Sunday, July 30, 2006

take that!

i was finally able to submit my sample vlog to 5 takes yesterday. i had to go to a net cafe to do it 'cause we're on dialup-- kinda reminded me of the time i had to walk to a friend's house to watch an MTV special on alanis because we had no cable.
i digress.
we had a rather hard time getting the vid to the right size. a colleague "compressed" the inital 22MB file into a whopping 100MB. how she managed to do that, i don't know. we, not "we," more like "they" (i know nothing about compressing videos, if you want to talk about .txt, .rtf, .cwk, or .doc, i'll be able to relate and say something intelligent like, "oh, it's safer to send word processing files in .txt format just to make sure that it opens regardless of platform" ... once again i digress, ye gods and little fishes!)... as i was saying "they" got it down to 5.6MB, but the screen size was a step down from what the folks at discovery required. ah, well. if they take that against me, there's nothing i can do.

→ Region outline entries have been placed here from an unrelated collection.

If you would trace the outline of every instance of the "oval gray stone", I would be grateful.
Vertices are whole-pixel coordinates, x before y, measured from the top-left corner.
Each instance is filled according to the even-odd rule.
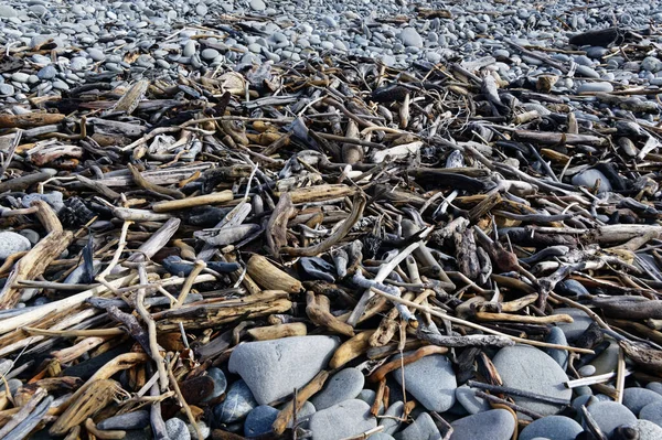
[[[554,311],[554,314],[569,314],[573,322],[559,322],[556,325],[563,330],[568,341],[574,341],[581,335],[592,323],[592,320],[585,311],[573,308],[560,308]]]
[[[444,412],[455,404],[458,384],[452,364],[445,355],[426,356],[405,365],[404,376],[407,391],[428,410]],[[402,368],[394,371],[393,377],[403,385]],[[430,380],[430,377],[435,380]]]
[[[186,423],[177,417],[166,422],[166,432],[168,432],[170,439],[191,440],[191,432],[189,432]]]
[[[525,389],[543,396],[570,400],[573,390],[564,386],[568,376],[547,354],[530,345],[503,347],[492,359],[503,379],[503,385]],[[525,397],[513,397],[515,404],[543,416],[560,410],[557,405],[541,403]]]
[[[476,397],[476,389],[468,387],[467,385],[462,385],[456,389],[456,399],[469,414],[488,411],[492,408],[489,401]]]
[[[229,386],[225,400],[214,407],[216,425],[241,420],[256,406],[257,403],[246,383],[237,380]]]
[[[338,440],[357,436],[377,426],[370,415],[370,405],[363,400],[345,400],[310,417],[312,440]]]
[[[509,440],[515,430],[515,419],[505,409],[491,409],[463,417],[450,426],[451,440]]]
[[[395,434],[396,440],[437,440],[441,438],[439,429],[431,416],[423,412],[402,432]]]
[[[356,368],[345,368],[331,377],[321,393],[313,396],[310,401],[317,410],[322,410],[340,404],[343,400],[353,399],[363,389],[365,377]],[[651,391],[652,393],[652,391]]]
[[[402,421],[399,420],[399,418],[403,417],[404,410],[405,410],[405,404],[402,400],[398,400],[395,404],[391,405],[388,407],[388,409],[386,409],[386,412],[384,414],[384,416],[389,416],[389,417],[384,417],[384,418],[380,419],[380,426],[384,427],[382,432],[391,434],[391,433],[394,433],[395,431],[397,431],[402,425]]]
[[[12,233],[11,230],[0,233],[0,259],[4,260],[10,255],[30,250],[31,248],[32,244],[30,240],[21,234]]]
[[[414,28],[405,28],[399,34],[399,39],[405,46],[423,47],[423,37]]]
[[[548,416],[534,420],[520,433],[519,440],[533,440],[546,437],[549,440],[575,440],[584,429],[569,417]]]
[[[633,414],[639,414],[644,406],[662,401],[662,396],[645,388],[631,387],[623,390],[623,405]]]
[[[662,428],[650,420],[638,420],[639,440],[660,440],[662,439]]]
[[[338,345],[331,336],[247,342],[233,351],[228,368],[242,376],[259,405],[266,405],[308,384],[327,366]]]
[[[244,436],[256,437],[271,432],[271,425],[280,411],[268,405],[255,407],[244,421]]]
[[[577,93],[597,93],[597,92],[604,92],[604,93],[610,93],[613,92],[613,86],[611,85],[611,83],[602,83],[602,82],[595,82],[595,83],[584,83],[581,84],[578,88],[577,88]]]
[[[607,437],[611,437],[613,430],[621,425],[637,423],[637,417],[632,411],[616,401],[598,401],[588,407],[588,412]]]
[[[662,401],[654,401],[641,408],[639,418],[662,427]]]
[[[594,187],[598,181],[600,180],[600,186],[598,187],[598,193],[605,193],[611,191],[611,183],[601,171],[589,169],[586,171],[581,171],[578,174],[573,175],[572,182],[575,186],[588,186]]]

making that vlog released my inner ham.
trinka, jason, and stephie: supersam thanks you for your help, really.

if i don't get into 5 takes, i figure i can just make more videos (er, trinka?) and saturate youtube with my presence.

you think this will work?

dear google,

how could you let yahoo! get a toehold in the philippines before you did? they've partnered with a telco firm here, and you? you're nowhere to be found--except on all of our PCs.

come to the philippines, use our country as a hamster for your mobile apps. better yet, just come here.

if you need someone to sell the google brand, i volunteer. if you want to train a mascot, i volunteer my services as well. i may know little (ok, more like nothing) about programming, but i do know how google has made search, e-mail, and all the other stuff easier for us programming-ignorant people. everytime you come up with a new service, i tell anyone who will listen about it and why it's so great--my colleagues have called me a "google god" several times. i believe in your brand and your philosophy (don't be evil) and i get all excited when i come across an article on google.

love for a product makes for effective and compelling marketing. use me.

worst pick-up lines, ever.

"are you married?" (do i LOOK like i'm married?)
"are you a girl?" (not the approach i'd use)
"are you naughty?" (my parents think i am)
"what's your sign?" (oh my god, people actually use that line?)
"make me a good writeup, baby" (baby? who are you calling baby?)

speaking of writeups (all those lines above came from a guy i had to interview for a supplement. he reminded me of a bald and bearded johnny bravo). i made seven pieces around 450 words each and due to lack of space they had to be whittled down to a quote each.

analogies:
1. "i'm sorry, but all we could find of sam's corpse was a fingernail."
2. "could you condense beowulf into a haiku, we're kinda short on paper."

it was frustrating because they had stories to tell. but as my editor said, "let go."

so i'm letting go... this serves as a eulogy for my 3,000 plus words.
rest well, say hi to all my killed intros for me.

Sunday, July 02, 2006

dirty talk.

my truck is so dirty that someone took the liberty of inscribing this message on his windows (yes, my truck is a boy... named sue):

"completely
we belong
i never told you
the one i have
i love you"

several weeks have gone by, the words are still there.
contrary to what others think, it's lack of time-- rather than the wish to preserve the vandal's sentiments-- that keeps the inscription there.

so, i was in a cab, right? and...

[02VII06]

roads are beautiful when they're empty;
you can see the promise of somewhere
written on those lonely stretches of asphalt.